Shutting down the government is usually the last thing the people in charge of government want to see, especially when it's your party in control of government, and especially when your party could be blamed for it a few weeks before voters pick a new Congress.
So why does Trump seem as if he wants a shutdown this autumn? A few theories, based on past shutdown fights in his presidency:
He thinks it's good politics: In his latest tweet, fired off Tuesday afternoon, Trump claims he doesn't care what the political ramifications of a shutdown are, but it's possible that politics is very much on his mind when he threatens these shutdowns.
Trump got elected on a message of sticking it to Washington — and judging by his campaign rhetoric, he's aware that sometimes includes Congress, even if his party controls Congress right now.
“I want the entire corrupt Washington establishment to hear the words from all of us,” he told supporters on election eve. “When we win tomorrow we are going to Washington, D.C., to drain the swamp.”
Since then, Trump has shown little to no concern about what Republicans in Congress want. He has taken a torpedo to Republican orthodoxy, forcing the party to bend on many issues, including its get-tough-approach on Russia and tariffs that Republicans loathe.
So it's not much of a surprise that Trump would shrug at what most Republican lawmakers shudder at, the idea of a shutdown. Last fall, The Washington Post's White House team reported that Trump told confidants a shutdown could be good for him, a way to flex his hard-line immigration muscles.

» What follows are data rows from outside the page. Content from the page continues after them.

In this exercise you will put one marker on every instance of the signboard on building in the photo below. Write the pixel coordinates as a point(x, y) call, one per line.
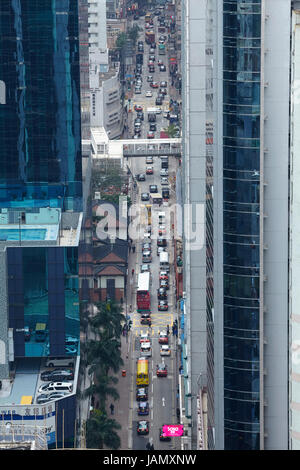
point(173, 430)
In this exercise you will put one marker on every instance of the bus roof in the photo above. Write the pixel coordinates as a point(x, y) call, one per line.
point(144, 281)
point(26, 400)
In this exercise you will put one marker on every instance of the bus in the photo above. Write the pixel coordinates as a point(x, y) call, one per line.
point(161, 49)
point(142, 372)
point(143, 292)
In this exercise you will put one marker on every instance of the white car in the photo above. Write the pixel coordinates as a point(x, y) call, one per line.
point(144, 338)
point(165, 350)
point(164, 181)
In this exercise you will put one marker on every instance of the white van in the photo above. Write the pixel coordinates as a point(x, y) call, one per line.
point(146, 349)
point(56, 387)
point(164, 261)
point(60, 362)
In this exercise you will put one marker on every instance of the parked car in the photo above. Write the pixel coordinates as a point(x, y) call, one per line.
point(161, 370)
point(162, 293)
point(164, 283)
point(153, 188)
point(162, 437)
point(141, 177)
point(143, 427)
point(145, 268)
point(163, 305)
point(142, 394)
point(145, 318)
point(165, 350)
point(163, 337)
point(57, 375)
point(149, 160)
point(149, 170)
point(143, 408)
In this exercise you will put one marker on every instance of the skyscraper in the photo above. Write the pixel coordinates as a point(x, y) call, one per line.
point(242, 54)
point(40, 205)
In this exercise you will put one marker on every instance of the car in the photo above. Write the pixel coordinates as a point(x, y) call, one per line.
point(144, 338)
point(27, 333)
point(162, 437)
point(42, 398)
point(163, 305)
point(163, 275)
point(146, 246)
point(164, 283)
point(146, 257)
point(145, 268)
point(162, 230)
point(160, 249)
point(161, 293)
point(153, 188)
point(143, 408)
point(142, 394)
point(142, 427)
point(57, 375)
point(165, 350)
point(149, 170)
point(145, 196)
point(145, 319)
point(161, 370)
point(163, 337)
point(165, 193)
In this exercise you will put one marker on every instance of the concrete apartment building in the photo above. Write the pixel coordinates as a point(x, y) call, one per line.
point(240, 96)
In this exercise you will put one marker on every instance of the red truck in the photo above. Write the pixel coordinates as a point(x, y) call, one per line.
point(149, 37)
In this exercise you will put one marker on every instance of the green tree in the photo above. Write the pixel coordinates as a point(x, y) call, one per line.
point(171, 130)
point(109, 317)
point(101, 430)
point(104, 353)
point(102, 388)
point(121, 41)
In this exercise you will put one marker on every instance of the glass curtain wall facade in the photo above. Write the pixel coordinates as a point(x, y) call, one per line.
point(241, 210)
point(40, 134)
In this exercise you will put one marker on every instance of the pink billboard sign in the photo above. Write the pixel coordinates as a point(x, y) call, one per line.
point(173, 430)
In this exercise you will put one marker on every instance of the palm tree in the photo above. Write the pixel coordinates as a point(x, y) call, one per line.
point(100, 431)
point(109, 317)
point(171, 130)
point(105, 352)
point(102, 387)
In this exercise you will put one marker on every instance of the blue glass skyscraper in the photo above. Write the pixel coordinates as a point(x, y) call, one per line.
point(40, 153)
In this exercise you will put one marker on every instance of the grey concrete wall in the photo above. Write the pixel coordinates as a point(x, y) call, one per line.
point(276, 160)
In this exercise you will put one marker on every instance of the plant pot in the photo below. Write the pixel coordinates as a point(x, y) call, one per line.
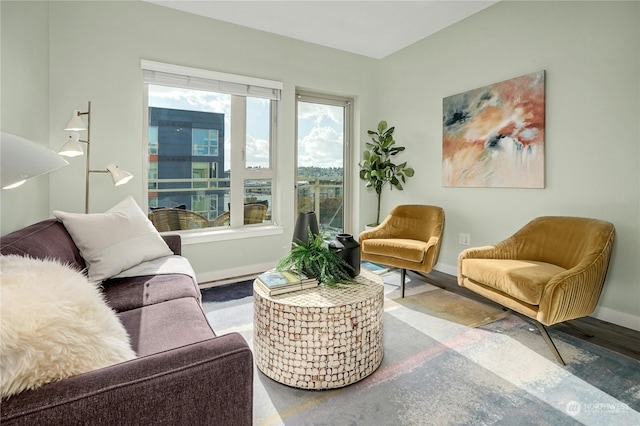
point(347, 248)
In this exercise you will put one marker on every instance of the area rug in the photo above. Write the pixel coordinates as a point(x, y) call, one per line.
point(450, 362)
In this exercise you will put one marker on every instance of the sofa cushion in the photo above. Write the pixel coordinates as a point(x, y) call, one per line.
point(116, 240)
point(167, 325)
point(524, 280)
point(43, 240)
point(54, 324)
point(128, 293)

Plus, he has tweeted stuff like this:
The start of 2018 brought another shutdown possibility for which Trump seemed downright eager: “I’d love to see a shutdown if we can’t get this stuff taken care of,” he said in February.
He really, really, really wants money for his wall along the U.S.-Mexico border: Trump could be calculating — perhaps correctly — that this fall's spending battle could be one of his last chances to secure tens of billions from Congress toward his key campaign promise before he's up for reelection in 2020.
A few weeks after the Sept. 30 spending deadline, it's possible and maybe even likely that Democrats will take back control of the House in November's midterm elections.
If that happens, it's possible and even likely that Democrats will block efforts by Trump to overhaul the immigration system or to fund his wall to any significant degree. (Though Senate Democratic leaders have previously offered the full $25 billion Trump wants in exchange for protection for "dreamers.") That would leave Trump stuck through 2020.
For Trump, it might come down to this binary choice: launch into a shutdown fight to try to get your wall; or back off for the sake of helping Republicans keep their majorities in Congress. Trump has given no reason to think he'll choose the latter.
He doesn't really want a shutdown. He just really likes talking about it. Trump has said that his hard-line immigration policies are a reason he got elected. So it's not a coincidence that he keeps tying a shutdown threat to those policies. Even if he doesn't go through with it — if past is precedent, he won't, since he has twice backed down from shutdown threats — talking tough could benefit him.
Sticking it to Washington politicians, playing by unconventional rules and touting his border wall. Those are all buzzy issues for his base, and Trump probably knows it. At the very least, talking about these issues can help distract from a rough few weeks after coming across as deferential to Russian President Vladimir Putin. Trump picked a lot of base-pleasing fights over the weekend: Russia; the media; a shutdown fight over the wall.
Trump is a wild card in these fights; he always has been. But this time, he seems to be showing his cards much earlier. It's possible he genuinely wants the government to shut down.